宮城出身の人にとっては懐かしい地元の食材が売っている憩いの場で、県外の人にとってはおいしい食材に出合ったり、珍しいものを楽しむことができる発見の場所。ふとした利用者同士の会話から宮城の魅力が広がっていく光景。
「宮城らしい空間を提供することで文化交流や情報提供の場にしていきたいんです」
大蔵さんの言葉に力がこもりました。

宮城ふるさとプラザは、24名のスタッフで年末年始を除いて毎日営業しています。営業時間は午前11時から午後8時。

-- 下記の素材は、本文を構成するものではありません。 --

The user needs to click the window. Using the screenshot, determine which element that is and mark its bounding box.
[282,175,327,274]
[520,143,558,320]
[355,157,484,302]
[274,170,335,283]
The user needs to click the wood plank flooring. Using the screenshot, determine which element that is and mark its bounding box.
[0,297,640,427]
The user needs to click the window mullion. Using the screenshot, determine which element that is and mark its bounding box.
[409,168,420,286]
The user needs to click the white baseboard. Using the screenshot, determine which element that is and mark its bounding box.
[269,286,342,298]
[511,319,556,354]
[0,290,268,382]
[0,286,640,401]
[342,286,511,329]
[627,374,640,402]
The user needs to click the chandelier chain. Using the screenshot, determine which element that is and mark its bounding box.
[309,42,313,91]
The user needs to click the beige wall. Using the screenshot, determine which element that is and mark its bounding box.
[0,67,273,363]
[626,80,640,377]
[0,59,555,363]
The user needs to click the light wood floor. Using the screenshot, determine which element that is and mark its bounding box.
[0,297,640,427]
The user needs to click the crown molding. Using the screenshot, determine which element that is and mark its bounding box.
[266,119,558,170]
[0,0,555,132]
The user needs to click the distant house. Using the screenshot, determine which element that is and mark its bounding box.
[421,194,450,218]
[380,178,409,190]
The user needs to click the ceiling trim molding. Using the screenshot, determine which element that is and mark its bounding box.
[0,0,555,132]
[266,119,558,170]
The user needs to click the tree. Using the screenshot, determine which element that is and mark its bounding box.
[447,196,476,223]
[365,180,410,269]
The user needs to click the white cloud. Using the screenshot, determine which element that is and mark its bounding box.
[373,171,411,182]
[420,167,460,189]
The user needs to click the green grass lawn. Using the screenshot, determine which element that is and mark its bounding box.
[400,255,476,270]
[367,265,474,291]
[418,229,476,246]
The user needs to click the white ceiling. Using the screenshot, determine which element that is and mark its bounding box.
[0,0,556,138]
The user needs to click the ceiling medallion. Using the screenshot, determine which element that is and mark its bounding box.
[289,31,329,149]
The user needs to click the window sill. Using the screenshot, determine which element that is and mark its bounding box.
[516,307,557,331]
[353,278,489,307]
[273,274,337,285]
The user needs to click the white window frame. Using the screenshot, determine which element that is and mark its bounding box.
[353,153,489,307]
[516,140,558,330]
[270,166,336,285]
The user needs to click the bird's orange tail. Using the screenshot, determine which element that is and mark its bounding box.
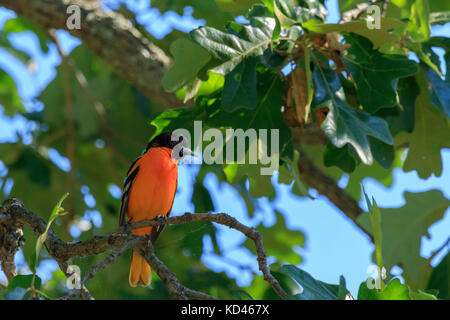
[128,251,152,287]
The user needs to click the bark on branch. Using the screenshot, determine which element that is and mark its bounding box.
[0,199,287,299]
[0,0,182,107]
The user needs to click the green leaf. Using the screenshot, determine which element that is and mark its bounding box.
[427,252,450,300]
[313,65,393,164]
[425,53,450,118]
[0,69,25,116]
[428,11,450,25]
[406,0,431,42]
[409,289,437,300]
[3,17,48,53]
[243,210,305,264]
[358,190,450,289]
[30,193,69,274]
[396,73,450,179]
[151,72,291,191]
[190,13,275,75]
[358,279,411,300]
[303,18,406,52]
[343,34,418,114]
[0,31,32,66]
[162,38,211,92]
[10,148,51,187]
[281,265,348,300]
[222,58,258,111]
[8,274,42,292]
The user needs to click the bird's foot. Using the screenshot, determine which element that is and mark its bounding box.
[155,215,167,225]
[124,219,133,235]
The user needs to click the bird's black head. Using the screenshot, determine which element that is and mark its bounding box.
[145,132,184,152]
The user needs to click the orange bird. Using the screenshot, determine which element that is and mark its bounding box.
[119,132,192,287]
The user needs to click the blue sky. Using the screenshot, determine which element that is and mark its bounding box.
[0,0,450,295]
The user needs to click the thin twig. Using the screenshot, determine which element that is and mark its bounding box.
[297,149,373,242]
[49,30,77,239]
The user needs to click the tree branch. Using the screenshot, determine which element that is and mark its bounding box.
[0,0,183,107]
[0,199,287,299]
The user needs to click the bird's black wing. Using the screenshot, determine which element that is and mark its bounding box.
[119,158,140,226]
[150,181,178,244]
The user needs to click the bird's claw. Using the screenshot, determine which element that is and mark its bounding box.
[155,215,167,225]
[124,219,132,235]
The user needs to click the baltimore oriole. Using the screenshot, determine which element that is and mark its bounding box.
[119,132,193,287]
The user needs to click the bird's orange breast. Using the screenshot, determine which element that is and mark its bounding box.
[127,148,178,235]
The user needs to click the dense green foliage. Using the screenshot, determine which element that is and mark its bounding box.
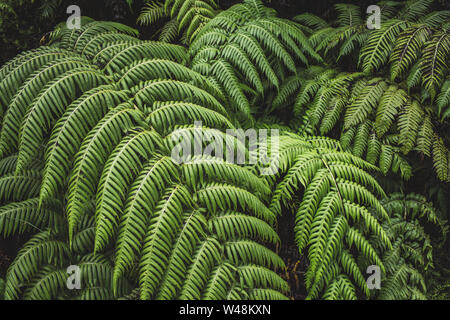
[0,0,450,299]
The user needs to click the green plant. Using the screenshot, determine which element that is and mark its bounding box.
[372,194,448,300]
[0,0,450,299]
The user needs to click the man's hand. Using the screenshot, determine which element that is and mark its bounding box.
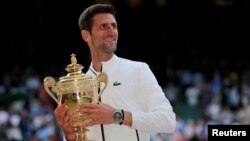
[54,104,76,141]
[78,102,115,127]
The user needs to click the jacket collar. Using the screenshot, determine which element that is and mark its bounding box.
[89,54,119,75]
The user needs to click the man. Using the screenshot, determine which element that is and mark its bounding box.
[54,4,176,141]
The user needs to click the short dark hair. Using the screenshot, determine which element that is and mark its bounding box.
[78,4,115,31]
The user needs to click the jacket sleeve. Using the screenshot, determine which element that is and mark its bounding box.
[132,63,176,133]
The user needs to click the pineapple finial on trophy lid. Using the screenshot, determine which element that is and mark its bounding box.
[65,53,83,73]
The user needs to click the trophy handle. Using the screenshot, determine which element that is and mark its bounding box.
[43,76,59,104]
[97,72,108,97]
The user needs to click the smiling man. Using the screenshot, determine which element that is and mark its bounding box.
[54,4,176,141]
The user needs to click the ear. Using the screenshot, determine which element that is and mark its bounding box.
[81,30,90,42]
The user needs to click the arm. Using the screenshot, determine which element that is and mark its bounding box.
[132,64,176,133]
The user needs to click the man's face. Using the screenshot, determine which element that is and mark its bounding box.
[89,13,118,54]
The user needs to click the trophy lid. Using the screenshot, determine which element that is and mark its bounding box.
[59,53,92,82]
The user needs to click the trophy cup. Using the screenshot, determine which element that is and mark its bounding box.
[44,54,108,141]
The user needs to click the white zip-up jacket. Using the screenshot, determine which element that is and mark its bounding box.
[64,55,176,141]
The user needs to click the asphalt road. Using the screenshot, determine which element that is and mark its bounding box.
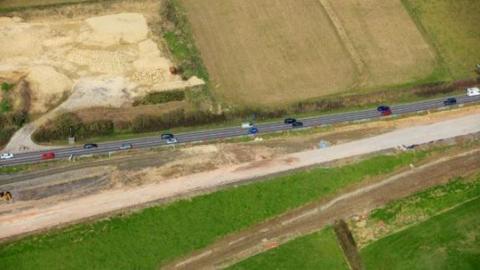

週末はもちろん、平日の仕事や学校帰りに池袋駅で電車を降りて、寄り道してみるのはいかがでしょうか!
目指すは宮城出身者にとっては、どことなく懐かしい故郷に再会でき、それ以外の人は新しい発見ができる場所
そう言われるような地域密着のお店を目指して、今日も池袋で宮城の魅力を伝え続けています。

取材を終えて

湯本jpg
東京に住み始めてから2年が経ちますが、こんな身近なところで宮城と再会できる場所があるのだと実感した取材でした。東京でも「宮城の物を買う」ことで、復興に少しばかりの貢献ができることに気付かされました。宮城から離れた土地で、アピールし続けている宮城ふるさとプラザの思いができるだけ多くのみなさんに伝わればと思います。東京在住の方はぜひ寄り道をしていただきたいです。